# Word of the Day  - Acnestis



## debodun

Acnestis (noun) - A part of the body where one cannot reach to scratch.

Between the shoulder blades is an acnestis for most people.


----------



## win231

Is there a word for a part of the body where one cannot scratch _in public?_


----------



## Ruthanne

I use my back scratcher to itch my acnestis.


----------



## Aunt Marg

Both dear husband and I have refined our acnestis scratching method thanks to the doorway between the office and hallway. That's right, we move side-to-side with our backs up against the doorjamb to relieve that cant reach to scratch, pesky itch!


----------



## Ruthanne

Aunt Marg said:


> Both dear husband and I have refined our acnestis scratching method thanks to the doorway between the office and hallway.

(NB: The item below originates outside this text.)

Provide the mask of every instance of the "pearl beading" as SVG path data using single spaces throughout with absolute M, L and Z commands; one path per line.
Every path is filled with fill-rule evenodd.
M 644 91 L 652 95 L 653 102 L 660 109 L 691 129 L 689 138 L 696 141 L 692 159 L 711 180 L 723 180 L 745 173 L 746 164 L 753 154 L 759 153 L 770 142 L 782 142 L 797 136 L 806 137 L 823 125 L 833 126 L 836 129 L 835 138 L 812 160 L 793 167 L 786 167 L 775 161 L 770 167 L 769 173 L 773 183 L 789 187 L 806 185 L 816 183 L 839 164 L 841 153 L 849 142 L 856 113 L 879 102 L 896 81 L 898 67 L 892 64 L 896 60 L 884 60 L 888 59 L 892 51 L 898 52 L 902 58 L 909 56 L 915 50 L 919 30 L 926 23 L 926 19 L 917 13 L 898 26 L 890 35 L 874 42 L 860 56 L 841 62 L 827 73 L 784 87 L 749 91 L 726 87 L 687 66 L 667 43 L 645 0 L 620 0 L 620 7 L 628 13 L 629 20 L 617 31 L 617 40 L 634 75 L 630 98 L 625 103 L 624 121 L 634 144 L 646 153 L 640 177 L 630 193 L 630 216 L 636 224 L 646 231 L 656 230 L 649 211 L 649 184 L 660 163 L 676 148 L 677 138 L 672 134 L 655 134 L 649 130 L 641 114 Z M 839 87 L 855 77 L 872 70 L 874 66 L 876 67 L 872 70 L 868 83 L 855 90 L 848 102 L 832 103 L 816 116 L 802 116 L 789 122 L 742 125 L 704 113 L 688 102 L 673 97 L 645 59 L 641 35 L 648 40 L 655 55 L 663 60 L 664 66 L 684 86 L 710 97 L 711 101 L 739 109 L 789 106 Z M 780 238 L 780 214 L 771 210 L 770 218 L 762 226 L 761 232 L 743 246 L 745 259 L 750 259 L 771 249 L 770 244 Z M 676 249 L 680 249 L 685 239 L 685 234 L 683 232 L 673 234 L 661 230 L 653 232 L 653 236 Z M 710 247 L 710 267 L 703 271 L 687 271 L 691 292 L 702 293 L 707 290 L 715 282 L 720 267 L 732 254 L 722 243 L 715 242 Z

That's right, we move side-to-side with our backs up against the doorjamb to relieve that cant reach to scratch, pesky itch!


I sometimes do that too!  Great minds......!


----------



## Aunt Marg

Ruthanne said:


> I use my back scratcher to itch my acnestis.


We have one of those, too, Ruthanne!


----------



## Kaila

Why is it that we all have acnestis, or multiple acnestises
 (_is the plural the same as the singular?     )

But we didn't ever hear of the word, or know that we had them all along.?

_


----------



## Kaila

In the future, now that we are informed of this,
if someone asks you if you have an acnestis,
don't say no, as you previously would have;
rather say, _Yes, but you cannot borrow it._


----------



## debodun




----------



## Ruthanne

debodun said:


>


I don't know, never met an itchy bear in the woods!


----------



## Pappy

I had a acnestis  when I was a teenager, but some special creams cleared it up.
Oh, wrong word.


----------



## peramangkelder

We live in a rural area and I think most of the local cattle must have Acnestis 
I often see them rubbing their shoulders or chest across a wooden fence post


----------